Out of the very ashes of the Holocaust, a people destroyed became a people reborn. Millennia ago, the Prophet Jeremiah uttered these words, even as the Babylonians were deporting him and his people from the Land: “And I Myself will gather the remnant of My flock from all the lands to which I have banished them, and I will bring them back to their pasture where they will be fertile and increase.”

That is Zionism, and that is Israel. Today’s Jews are the saving remnant of a people reduced to carcasses on the table of history. We are the remnants.
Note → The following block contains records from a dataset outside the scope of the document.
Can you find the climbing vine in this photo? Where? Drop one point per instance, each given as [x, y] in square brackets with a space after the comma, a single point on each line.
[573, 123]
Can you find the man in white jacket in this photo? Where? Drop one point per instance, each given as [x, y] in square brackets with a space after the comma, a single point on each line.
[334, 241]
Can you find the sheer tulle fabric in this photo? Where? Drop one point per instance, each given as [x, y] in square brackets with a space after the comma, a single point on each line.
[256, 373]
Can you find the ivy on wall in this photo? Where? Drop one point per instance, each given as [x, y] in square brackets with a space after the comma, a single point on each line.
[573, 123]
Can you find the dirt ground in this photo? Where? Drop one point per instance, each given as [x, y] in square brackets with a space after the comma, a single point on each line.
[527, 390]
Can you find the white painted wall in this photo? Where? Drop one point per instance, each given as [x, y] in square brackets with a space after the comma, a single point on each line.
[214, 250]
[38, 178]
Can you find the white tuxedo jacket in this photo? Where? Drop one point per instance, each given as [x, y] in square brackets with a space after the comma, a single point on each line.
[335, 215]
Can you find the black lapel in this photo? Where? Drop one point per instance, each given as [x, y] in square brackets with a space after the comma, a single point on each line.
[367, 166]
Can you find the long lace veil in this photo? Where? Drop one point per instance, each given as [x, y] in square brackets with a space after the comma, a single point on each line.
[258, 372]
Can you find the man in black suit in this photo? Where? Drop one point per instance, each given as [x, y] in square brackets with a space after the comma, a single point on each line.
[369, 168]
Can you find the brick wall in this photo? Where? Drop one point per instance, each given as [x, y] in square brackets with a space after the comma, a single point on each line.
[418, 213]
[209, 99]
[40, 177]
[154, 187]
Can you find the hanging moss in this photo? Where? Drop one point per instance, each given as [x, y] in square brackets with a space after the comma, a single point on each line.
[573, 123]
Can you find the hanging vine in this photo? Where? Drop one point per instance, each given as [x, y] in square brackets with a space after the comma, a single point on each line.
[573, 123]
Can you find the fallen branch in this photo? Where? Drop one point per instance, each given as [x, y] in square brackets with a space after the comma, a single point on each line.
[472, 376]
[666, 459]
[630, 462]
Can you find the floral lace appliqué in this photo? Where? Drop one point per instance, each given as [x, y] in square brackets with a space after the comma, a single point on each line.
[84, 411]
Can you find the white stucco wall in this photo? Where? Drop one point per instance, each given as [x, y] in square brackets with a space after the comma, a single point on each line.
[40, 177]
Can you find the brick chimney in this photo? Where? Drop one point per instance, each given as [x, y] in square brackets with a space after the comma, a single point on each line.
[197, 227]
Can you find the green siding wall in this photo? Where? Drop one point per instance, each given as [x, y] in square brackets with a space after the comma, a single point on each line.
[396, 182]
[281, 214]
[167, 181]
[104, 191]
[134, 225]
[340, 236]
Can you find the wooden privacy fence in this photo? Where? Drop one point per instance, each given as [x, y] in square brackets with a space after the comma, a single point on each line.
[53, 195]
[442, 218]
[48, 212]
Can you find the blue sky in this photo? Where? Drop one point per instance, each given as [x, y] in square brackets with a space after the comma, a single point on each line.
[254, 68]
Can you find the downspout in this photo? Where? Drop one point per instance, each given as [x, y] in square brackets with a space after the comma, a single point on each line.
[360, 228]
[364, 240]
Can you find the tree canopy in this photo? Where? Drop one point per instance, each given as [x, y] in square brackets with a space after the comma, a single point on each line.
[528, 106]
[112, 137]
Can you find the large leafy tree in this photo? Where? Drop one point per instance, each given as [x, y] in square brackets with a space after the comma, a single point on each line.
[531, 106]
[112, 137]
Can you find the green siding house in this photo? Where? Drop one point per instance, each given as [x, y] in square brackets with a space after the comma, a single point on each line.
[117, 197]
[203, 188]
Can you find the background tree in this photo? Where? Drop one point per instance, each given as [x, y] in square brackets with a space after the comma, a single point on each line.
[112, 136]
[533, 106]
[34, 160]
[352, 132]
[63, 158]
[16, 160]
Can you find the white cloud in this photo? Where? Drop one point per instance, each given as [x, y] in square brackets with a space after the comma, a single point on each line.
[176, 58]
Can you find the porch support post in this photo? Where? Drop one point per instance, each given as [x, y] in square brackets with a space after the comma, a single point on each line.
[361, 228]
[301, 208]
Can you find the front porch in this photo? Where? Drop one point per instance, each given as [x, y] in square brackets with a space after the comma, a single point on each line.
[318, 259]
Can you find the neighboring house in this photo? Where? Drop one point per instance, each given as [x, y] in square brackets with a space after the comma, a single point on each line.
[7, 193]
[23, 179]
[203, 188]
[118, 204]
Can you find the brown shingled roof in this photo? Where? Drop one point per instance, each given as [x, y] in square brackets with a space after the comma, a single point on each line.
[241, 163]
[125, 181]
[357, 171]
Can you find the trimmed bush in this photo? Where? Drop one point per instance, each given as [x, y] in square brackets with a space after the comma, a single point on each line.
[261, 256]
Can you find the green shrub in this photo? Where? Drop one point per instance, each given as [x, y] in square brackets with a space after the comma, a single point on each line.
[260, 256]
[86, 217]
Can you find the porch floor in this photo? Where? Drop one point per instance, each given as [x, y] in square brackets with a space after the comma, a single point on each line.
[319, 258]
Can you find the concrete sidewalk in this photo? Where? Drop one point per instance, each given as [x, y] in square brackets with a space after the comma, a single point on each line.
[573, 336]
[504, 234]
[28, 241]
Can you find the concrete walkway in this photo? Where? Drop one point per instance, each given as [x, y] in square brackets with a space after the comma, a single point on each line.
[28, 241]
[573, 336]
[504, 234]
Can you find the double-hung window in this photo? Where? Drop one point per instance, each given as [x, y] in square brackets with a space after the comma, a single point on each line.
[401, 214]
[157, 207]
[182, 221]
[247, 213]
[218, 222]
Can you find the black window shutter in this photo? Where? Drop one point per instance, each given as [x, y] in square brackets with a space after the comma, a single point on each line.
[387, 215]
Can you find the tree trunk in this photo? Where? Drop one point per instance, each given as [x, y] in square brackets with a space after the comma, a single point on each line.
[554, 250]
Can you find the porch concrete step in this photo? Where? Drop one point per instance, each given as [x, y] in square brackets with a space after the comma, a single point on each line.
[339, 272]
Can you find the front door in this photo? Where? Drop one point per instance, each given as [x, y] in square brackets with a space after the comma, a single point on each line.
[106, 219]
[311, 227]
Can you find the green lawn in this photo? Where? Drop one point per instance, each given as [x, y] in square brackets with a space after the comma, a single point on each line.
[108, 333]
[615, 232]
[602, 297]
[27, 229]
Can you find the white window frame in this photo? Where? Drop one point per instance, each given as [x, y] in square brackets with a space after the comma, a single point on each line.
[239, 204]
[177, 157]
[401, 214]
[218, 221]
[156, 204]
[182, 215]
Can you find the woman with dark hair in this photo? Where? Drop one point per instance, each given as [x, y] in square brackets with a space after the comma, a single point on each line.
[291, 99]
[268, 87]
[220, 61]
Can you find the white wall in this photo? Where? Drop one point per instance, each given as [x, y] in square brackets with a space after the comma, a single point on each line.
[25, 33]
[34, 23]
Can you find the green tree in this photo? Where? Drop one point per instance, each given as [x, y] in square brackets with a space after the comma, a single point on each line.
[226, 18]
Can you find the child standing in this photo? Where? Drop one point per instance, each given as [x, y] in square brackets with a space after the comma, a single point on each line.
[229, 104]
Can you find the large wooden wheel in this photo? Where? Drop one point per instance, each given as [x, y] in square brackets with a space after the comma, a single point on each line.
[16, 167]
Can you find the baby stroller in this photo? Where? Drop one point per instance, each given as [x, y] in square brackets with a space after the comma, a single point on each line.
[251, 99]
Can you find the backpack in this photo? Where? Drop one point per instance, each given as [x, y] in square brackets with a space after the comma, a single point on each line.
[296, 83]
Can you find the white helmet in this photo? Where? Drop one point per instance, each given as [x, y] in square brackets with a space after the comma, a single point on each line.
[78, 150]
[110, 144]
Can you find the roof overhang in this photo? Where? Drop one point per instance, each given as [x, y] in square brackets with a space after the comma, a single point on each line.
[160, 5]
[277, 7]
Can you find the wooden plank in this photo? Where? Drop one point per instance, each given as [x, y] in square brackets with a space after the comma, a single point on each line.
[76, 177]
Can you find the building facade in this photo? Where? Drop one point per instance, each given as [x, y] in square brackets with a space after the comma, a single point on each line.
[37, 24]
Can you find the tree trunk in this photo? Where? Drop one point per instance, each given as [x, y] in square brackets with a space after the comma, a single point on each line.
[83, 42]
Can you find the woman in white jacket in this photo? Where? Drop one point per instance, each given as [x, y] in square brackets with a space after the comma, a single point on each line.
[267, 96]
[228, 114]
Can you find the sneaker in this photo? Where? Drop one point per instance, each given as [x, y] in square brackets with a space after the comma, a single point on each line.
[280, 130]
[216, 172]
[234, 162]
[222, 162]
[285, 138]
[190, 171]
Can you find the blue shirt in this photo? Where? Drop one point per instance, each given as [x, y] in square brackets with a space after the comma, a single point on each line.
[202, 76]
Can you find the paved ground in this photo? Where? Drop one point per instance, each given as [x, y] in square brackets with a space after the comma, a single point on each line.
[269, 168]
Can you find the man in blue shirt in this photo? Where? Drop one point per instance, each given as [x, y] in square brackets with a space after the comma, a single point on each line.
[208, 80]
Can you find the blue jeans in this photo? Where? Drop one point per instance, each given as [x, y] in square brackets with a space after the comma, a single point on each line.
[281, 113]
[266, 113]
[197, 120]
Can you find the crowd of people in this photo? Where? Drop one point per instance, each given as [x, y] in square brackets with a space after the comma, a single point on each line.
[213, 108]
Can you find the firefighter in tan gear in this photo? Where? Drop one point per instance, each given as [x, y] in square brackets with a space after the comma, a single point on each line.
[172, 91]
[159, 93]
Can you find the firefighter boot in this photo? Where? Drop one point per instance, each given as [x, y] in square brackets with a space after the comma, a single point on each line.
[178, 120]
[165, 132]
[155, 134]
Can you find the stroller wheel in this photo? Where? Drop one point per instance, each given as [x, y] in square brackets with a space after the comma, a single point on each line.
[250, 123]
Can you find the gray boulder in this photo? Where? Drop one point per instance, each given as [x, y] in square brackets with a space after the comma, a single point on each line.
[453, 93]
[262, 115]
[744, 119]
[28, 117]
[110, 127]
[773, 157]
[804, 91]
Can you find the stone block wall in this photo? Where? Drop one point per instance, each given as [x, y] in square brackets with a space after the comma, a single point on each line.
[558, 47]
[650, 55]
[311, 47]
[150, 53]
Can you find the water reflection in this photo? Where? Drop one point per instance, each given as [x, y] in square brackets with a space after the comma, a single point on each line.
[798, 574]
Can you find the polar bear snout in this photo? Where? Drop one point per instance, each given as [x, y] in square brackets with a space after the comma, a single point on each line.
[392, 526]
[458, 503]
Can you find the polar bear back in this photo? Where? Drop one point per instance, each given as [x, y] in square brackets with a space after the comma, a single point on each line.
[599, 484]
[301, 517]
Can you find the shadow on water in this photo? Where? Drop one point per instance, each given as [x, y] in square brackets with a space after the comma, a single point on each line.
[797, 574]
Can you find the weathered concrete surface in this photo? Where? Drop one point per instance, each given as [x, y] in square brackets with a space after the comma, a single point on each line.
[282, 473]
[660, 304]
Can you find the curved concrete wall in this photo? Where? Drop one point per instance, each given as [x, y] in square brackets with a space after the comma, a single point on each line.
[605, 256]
It is true of American Jewry, as well — those of us who cling to our ancient faith, and renew it, and rebuild it. The Prophet Isaiah so deeply felt his life intertwined with the life of his people that he named his son Shear-yashuv, “a remnant will return.” We, who take seriously Scripture and prayer and the poetry of the spirit: In the words of Isaiah, we are the saving remnants. We are the sacred leftovers.

I am not a very good cook. But I know something about using leftovers.

If the leftovers are fresh, go for it. You can reheat them, and they can be as good, or even better, the second time around. 

But I have learned there is a difference between leftovers that are ready to eat and leftovers that are, or should be, history.

If spoiled leftovers are ever to be used again, they need to be composted. They need to be completely broken down into their biological building blocks. You need to start fresh from scratch.

May you know when to eat the leftovers, and when to make the compost pile, and may God give you the wisdom to know the difference.